Plutón no se descubrió por casualidad. A mediados del siglo XIX, los astrónomos ya habían deducido la existencia de planetas no observados en virtud de la fluctuante órbita de Urano, un planeta hallado accidentalmente por William Herschel en 1791. Con su aportación, Herschel había doblado el tamaño del Sistema Solar.
El furor causado por tal descubrimiento hizo que los astrónomos rastrearan la posición de Urano y compararan su órbita observada con la trayectoria pronosticada por las leyes de Kepler y Newton. Las diferencias ascendían a miles de kilómetros, lo que sugería que otro planeta, todavía más alejado del Sol, debía estar tirando de Urano y sacándolo de su curso. Estados cálculos llevaron al descubrimiento sobre el papel de Neptuno en 1845, un año antes de que alguien lo localizara en el cielo.
Pero incluso Neptuno no podía ser el responsable de toda la arbitrariedad de la órbita de Urano, por lo que continuó la caza del noveno planeta.
Persival Lowell, astrónomo americano buscó infructuosamente hasta su muerte en 1916 lo que él llamaba planeta X.
Catorce años después, Clyde Tombaugh, por aquel entonces un joven de 24 años que trabajaba en el mismo observatorio de Lowell, en Arizona, encontró el esquivo cuerpo gracias a su obstinada perseverancia y a las nuevas técnicas.

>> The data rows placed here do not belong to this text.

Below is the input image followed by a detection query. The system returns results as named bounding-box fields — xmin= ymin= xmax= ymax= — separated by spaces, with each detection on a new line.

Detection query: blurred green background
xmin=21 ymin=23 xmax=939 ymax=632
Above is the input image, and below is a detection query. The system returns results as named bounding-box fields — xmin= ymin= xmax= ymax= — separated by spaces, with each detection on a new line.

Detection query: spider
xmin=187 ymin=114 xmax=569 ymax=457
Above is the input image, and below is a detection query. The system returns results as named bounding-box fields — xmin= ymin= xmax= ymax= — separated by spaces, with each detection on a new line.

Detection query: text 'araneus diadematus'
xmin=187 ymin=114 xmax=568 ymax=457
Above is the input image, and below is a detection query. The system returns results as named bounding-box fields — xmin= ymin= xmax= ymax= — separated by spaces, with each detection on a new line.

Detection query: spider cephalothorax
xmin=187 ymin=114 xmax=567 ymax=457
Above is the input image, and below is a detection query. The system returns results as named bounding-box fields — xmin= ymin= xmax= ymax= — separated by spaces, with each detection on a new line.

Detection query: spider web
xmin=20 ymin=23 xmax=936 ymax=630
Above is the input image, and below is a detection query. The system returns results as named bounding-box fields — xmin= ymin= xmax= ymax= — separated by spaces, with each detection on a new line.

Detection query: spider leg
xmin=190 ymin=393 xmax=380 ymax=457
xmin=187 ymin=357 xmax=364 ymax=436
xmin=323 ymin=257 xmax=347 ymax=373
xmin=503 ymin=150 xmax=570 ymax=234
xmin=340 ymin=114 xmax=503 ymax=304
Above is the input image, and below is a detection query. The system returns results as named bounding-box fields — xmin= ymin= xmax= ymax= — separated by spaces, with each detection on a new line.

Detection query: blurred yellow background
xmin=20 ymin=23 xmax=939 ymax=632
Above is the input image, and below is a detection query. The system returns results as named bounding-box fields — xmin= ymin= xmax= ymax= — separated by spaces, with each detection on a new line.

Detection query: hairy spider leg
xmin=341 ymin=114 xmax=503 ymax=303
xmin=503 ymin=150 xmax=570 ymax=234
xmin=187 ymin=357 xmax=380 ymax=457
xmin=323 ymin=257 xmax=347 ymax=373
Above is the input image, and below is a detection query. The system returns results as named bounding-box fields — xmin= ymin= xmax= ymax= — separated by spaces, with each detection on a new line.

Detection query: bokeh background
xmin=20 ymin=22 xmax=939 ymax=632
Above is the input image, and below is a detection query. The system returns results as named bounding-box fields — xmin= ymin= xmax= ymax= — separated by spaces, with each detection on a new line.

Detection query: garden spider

No fue suficiente con saber dónde mirar.
Tombaugh necesitó un revolucionario instrumento desarrollado en Alemania para discernir objetos tenues en movimiento.
Este comparador de destellos a grandes distancias le permitía superponer dos imágenes de la misma zona del cielo tomadas con un intervalo de varias noche. En estas fotografías idénticas, cada una de los cientos de miles de estrellas aparecía exactamente en la misma posición, pero un planeta lento se movía noche tras noche y su pausado devenir fue detectado en el proceso de comparación, denunciando así su existencia.